El jardín de las Delicias, de El Bosco (detalle)
            Si este escrito tiene lectores, será de épocas menos oscuras y abyectas que la nuestra. En nuestra época no había sentimientos, sólo una idea fija: el suicidio, y a ella dedicaban su entendimiento los sabios y los necios.
            El mayor problema que se planteó a los sabios fue el de las enfermedades producidas por los cadáveres en descomposición: nadie los recogía, porque al carecerse del concepto de futuro no se quería trabajar, pero tampoco se quería morir de una enfermedad, sino por la propia mano. Muchas voces se alzaron reclamando el suicidio de la humanidad en solo acto, en un instante supremo compartido, arrasando la superficie de la tierra con bombas nucleares, por ejemplo. Era una idea con la que se mostraban en desacuerdo los filósofos. “La vida es una secuencia personal a la que se debe dar término utilizando la libertad individual”, decían. Cuestiones como la del suicidio de los niños o la de los miembros de tribus salvajes inclinaron la opinión pública a su favor.

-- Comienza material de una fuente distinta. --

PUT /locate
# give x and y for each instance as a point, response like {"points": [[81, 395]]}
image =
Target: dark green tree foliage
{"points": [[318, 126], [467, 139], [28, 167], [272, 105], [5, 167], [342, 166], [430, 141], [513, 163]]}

            Al lector le parecerá vil la solución, pero técnicamente es correcta: tenga en cuenta que morir por sí era lo fundamental y que para ello se necesitaban métodos asépticos. Sin eliminar la libertad individual, era necesario desprenderla de su contenido absoluto, civilizarla, hacerla solidaria: los sabios dijeron que el suicidio debía desformalizarse, que había que dejarlo sin acto.
            Los gobiernos hicieron caso a los sabios y cerraron los teatros. Las guerras que destruyen las ciudades, las drogas que matan a los jóvenes, la voracidad que acaba con la naturaleza y la locura sangrienta de los iluminados también fueron sugerencias de los sabios. Según ellos, una expresión civilizada y solidaria de aquel afán suicida que impedía enterrar a los muertos y del que ahora no se tiene memoria.